Yesterday was National Candle Lighting Day. My on-line support groups blew up with pictures of loved ones no longer on earth. I am always shocked at the number of children who have finished their journey here, too early and whose moving to another realm has left so many here, lost.
Our own support group gathered in a park. Bundled to face the cold, cold weather, we huddled and shared how we were feeling with the upcoming holidays. Covid was a big topic; how it has brought in the walls and the isolation heightens the loneliness of grief. The ‘empty chair’ at Christmas was an acknowledgement; how this time is so different now. There were tears. There was a nodding of agreement to the feelings shared. We wish we didn’t know the people holding their candle and speaking their child’s name. Oh how we wish we didn’t belong here.

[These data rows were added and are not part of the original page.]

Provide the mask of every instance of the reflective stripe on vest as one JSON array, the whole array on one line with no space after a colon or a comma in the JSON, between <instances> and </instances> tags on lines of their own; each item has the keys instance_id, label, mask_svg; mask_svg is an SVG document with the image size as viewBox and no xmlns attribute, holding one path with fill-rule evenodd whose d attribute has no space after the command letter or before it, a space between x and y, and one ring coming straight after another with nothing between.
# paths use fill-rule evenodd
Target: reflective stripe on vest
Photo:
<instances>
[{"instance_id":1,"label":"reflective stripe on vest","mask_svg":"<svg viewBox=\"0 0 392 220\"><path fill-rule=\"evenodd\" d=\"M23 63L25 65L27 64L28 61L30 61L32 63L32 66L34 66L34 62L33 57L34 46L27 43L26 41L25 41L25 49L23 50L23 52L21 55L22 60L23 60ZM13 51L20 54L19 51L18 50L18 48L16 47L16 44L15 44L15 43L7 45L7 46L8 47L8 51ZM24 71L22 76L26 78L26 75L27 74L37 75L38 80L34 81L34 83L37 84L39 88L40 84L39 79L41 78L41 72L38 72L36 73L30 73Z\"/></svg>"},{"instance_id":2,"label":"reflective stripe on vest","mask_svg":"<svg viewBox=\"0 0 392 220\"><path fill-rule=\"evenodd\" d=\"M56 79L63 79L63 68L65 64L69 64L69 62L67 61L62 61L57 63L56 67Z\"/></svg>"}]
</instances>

But we do. And as I looked around and listened to my fellow grief warriors, sharing with raw honesty, I also felt strength and love. This group gets me. This group walks the path I walk. Suddenly, I could feel the presence of our children. Through speaking their names and sharing some of the reasons why their child loved this season, the chill of the evening seemed to melt away.
The hour together reminded me I am not alone. And the hugs we shared reminded me I am loved. It also reminded me of the importance of human contact. We must find ways to keep in touch. It is essential for our mental health.
We reminded ourselves too, that we need to speak our loved one’s name. Forever. We must honor them. Forever. And we did that by showing up and speaking about them and lighting a candle to send a message to the heaven’s, to our children. You are loved. Forever. You are remembered. Forever.
Zane, you will always be the light of my life. Forever.